Test seven-year-olds for mental health problems, diabetes link with antidepressants and the Angelina Jolie effect on breast cancer concern
A round-up of the morning’s health news headlines on Wednesday 25 September.
UK school children aged seven should be tested for mental health issues such as depression, anxiety or anger management issues, UK researchers have suggested.
The tests, which would cost £18m a year, would be undertaken by school councillors or specially trained staff and aim to diagnose these conditions before they worsen, reports the Telegraph.
Mental health problems are estimated to cost the UK over £100bn a year, including £21bn on health and social care.
People taking antidepressants run a higher risk of developing type 2 diabetes, new UK research has shown. However, the University of Southampton team were not able to determine whether this was because those people put on weight or whether the medicine directly affected blood sugar levels. They also found no link with specific drugs, writes the BBC.
Calling for more research to be undertaken, study leader professor Richard Holt said: ‘Some of this may be coincidence but there’s a signal that people who are being treated with anti-depressants then have an increased risk of going on to develop diabetes. We need to think about screening and look at means to reduce that risk.’

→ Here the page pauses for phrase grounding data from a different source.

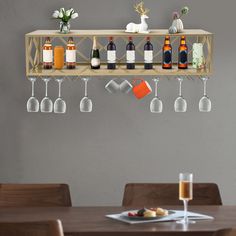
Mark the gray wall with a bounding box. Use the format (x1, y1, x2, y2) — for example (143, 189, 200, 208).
(0, 0, 235, 206)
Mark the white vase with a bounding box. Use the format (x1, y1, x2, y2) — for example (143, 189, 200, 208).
(172, 18, 184, 33)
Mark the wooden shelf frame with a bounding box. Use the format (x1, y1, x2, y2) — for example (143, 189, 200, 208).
(25, 29, 213, 77)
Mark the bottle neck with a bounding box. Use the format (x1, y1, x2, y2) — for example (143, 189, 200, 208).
(93, 37, 97, 50)
(180, 37, 186, 45)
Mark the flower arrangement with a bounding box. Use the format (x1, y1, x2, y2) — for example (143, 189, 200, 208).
(169, 6, 189, 34)
(52, 8, 78, 34)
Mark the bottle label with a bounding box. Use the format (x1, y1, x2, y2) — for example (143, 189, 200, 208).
(144, 50, 153, 63)
(107, 51, 116, 63)
(126, 51, 135, 63)
(179, 50, 188, 64)
(43, 50, 53, 63)
(163, 50, 172, 64)
(66, 50, 76, 63)
(91, 58, 100, 67)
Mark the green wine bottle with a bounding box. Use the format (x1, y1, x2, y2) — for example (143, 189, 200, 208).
(91, 36, 100, 69)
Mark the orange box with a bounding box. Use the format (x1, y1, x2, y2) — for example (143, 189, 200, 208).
(54, 46, 64, 69)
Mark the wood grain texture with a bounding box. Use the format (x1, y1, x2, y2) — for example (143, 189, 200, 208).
(0, 220, 64, 236)
(0, 206, 235, 236)
(122, 183, 222, 207)
(213, 229, 236, 236)
(0, 184, 72, 207)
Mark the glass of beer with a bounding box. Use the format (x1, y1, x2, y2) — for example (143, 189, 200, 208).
(177, 173, 195, 224)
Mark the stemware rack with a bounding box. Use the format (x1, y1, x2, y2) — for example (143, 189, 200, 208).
(25, 29, 213, 77)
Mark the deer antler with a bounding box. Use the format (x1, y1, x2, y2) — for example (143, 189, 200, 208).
(134, 1, 149, 15)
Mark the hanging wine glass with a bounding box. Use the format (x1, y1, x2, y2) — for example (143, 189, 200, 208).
(40, 77, 53, 113)
(27, 77, 39, 112)
(54, 78, 66, 113)
(199, 77, 211, 112)
(150, 78, 163, 113)
(174, 77, 187, 112)
(80, 78, 92, 112)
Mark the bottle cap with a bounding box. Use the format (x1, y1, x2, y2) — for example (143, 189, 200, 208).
(109, 36, 113, 41)
(146, 36, 150, 41)
(128, 36, 133, 41)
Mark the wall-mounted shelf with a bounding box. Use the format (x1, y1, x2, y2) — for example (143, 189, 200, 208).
(25, 29, 213, 77)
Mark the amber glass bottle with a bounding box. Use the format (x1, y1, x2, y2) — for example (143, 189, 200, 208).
(66, 37, 76, 69)
(178, 36, 188, 69)
(43, 37, 53, 69)
(162, 36, 172, 69)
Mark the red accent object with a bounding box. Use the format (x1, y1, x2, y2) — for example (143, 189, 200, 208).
(128, 36, 133, 41)
(109, 36, 113, 41)
(146, 36, 150, 41)
(132, 79, 152, 99)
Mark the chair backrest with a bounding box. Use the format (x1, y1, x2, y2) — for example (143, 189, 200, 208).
(122, 183, 222, 207)
(0, 184, 72, 207)
(0, 220, 64, 236)
(213, 229, 236, 236)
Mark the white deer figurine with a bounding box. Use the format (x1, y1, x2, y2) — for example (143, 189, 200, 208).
(125, 2, 150, 34)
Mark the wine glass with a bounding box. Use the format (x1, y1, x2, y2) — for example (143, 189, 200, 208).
(174, 77, 187, 112)
(199, 77, 211, 112)
(40, 77, 53, 113)
(80, 78, 92, 112)
(27, 77, 39, 112)
(177, 173, 195, 224)
(150, 78, 163, 113)
(54, 78, 66, 113)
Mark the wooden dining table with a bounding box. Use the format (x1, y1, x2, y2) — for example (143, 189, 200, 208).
(0, 206, 235, 236)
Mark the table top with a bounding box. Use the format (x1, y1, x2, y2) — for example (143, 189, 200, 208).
(0, 206, 235, 235)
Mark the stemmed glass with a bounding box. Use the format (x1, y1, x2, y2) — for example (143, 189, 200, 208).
(177, 173, 195, 224)
(80, 78, 92, 112)
(40, 78, 53, 113)
(174, 77, 187, 112)
(27, 77, 39, 112)
(199, 77, 211, 112)
(54, 78, 66, 113)
(150, 78, 163, 113)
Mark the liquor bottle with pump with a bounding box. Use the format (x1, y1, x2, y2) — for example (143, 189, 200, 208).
(91, 36, 100, 69)
(144, 36, 153, 69)
(107, 36, 116, 69)
(126, 37, 135, 69)
(66, 37, 76, 69)
(43, 37, 53, 69)
(162, 36, 172, 69)
(178, 36, 188, 69)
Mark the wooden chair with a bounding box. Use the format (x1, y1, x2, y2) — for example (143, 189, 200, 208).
(122, 183, 222, 207)
(213, 229, 236, 236)
(0, 184, 72, 207)
(0, 220, 64, 236)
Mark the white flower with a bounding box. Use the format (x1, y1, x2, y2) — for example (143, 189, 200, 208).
(66, 9, 71, 16)
(60, 8, 65, 13)
(71, 12, 78, 19)
(52, 10, 60, 18)
(59, 11, 64, 18)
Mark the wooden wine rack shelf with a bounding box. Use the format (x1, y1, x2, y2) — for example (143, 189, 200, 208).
(25, 29, 213, 77)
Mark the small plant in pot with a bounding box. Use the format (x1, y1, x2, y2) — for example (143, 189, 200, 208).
(52, 8, 78, 34)
(169, 6, 189, 34)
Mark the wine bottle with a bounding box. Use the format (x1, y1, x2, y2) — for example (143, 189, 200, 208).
(144, 36, 153, 69)
(43, 37, 53, 69)
(162, 36, 172, 69)
(66, 37, 76, 69)
(178, 36, 188, 69)
(126, 36, 135, 69)
(91, 36, 100, 69)
(107, 36, 116, 69)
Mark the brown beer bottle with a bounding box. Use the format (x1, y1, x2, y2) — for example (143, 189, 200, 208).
(162, 36, 172, 69)
(66, 37, 76, 69)
(178, 36, 188, 69)
(43, 37, 53, 69)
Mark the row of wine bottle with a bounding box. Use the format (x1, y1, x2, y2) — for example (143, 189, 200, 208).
(42, 36, 189, 70)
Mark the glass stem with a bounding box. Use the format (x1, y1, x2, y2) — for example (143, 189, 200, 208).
(45, 81, 48, 97)
(203, 80, 207, 96)
(183, 200, 188, 223)
(179, 80, 182, 97)
(85, 80, 88, 97)
(58, 81, 62, 98)
(155, 81, 158, 97)
(31, 81, 35, 97)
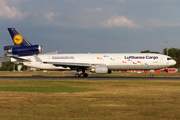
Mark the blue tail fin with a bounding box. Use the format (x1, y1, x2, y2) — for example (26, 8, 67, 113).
(4, 28, 42, 56)
(8, 28, 32, 46)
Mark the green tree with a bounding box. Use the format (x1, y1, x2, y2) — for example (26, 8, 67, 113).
(163, 47, 180, 58)
(21, 65, 28, 71)
(141, 50, 159, 54)
(174, 56, 180, 68)
(0, 61, 14, 71)
(0, 61, 28, 71)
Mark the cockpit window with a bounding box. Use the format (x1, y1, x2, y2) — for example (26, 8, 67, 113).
(167, 58, 172, 60)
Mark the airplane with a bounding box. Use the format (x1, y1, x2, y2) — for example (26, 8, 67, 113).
(4, 28, 176, 78)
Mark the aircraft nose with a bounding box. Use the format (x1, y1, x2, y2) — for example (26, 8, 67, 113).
(172, 60, 176, 65)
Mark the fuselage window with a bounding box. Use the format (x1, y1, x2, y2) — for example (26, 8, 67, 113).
(167, 58, 172, 60)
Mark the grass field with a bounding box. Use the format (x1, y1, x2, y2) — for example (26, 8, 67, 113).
(0, 79, 180, 119)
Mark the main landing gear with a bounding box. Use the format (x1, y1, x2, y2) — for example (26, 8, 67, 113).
(75, 69, 88, 78)
(75, 73, 88, 77)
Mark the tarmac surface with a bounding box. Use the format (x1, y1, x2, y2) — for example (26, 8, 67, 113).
(0, 74, 180, 80)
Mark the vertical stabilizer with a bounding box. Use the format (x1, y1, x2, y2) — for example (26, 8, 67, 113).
(7, 28, 32, 46)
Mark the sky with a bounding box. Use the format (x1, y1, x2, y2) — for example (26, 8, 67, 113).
(1, 0, 180, 56)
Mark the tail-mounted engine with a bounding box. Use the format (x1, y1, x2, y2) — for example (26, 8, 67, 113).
(4, 45, 42, 56)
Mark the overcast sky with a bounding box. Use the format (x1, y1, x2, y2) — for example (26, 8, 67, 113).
(1, 0, 180, 56)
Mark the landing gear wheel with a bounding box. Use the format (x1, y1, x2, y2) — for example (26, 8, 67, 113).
(75, 73, 88, 77)
(75, 73, 80, 77)
(80, 73, 84, 78)
(150, 74, 154, 78)
(84, 73, 88, 77)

Further on the topic of blood sugar levels, and also on the BBC, premature babies could be helped by a sugar gel being rubbed into the insides of their cheeks. About one in ten premature babies suffer dangerously low blood sugar levels that can damage their brains. The sugar gel method was branded a ‘cheap and effective’ way to reduce the risk.
Lastly, the Daily Mail reports that women in the UK are more likely to enquire about breast cancer tests since actress Angelina Jolie went public about undergoing a double mastectomy earlier this year. Breast cancer charities said the number of women enquiring about the disease had increased four-fold since Jolie revealed the decision to remove both breasts in May because she carried a faulty gene.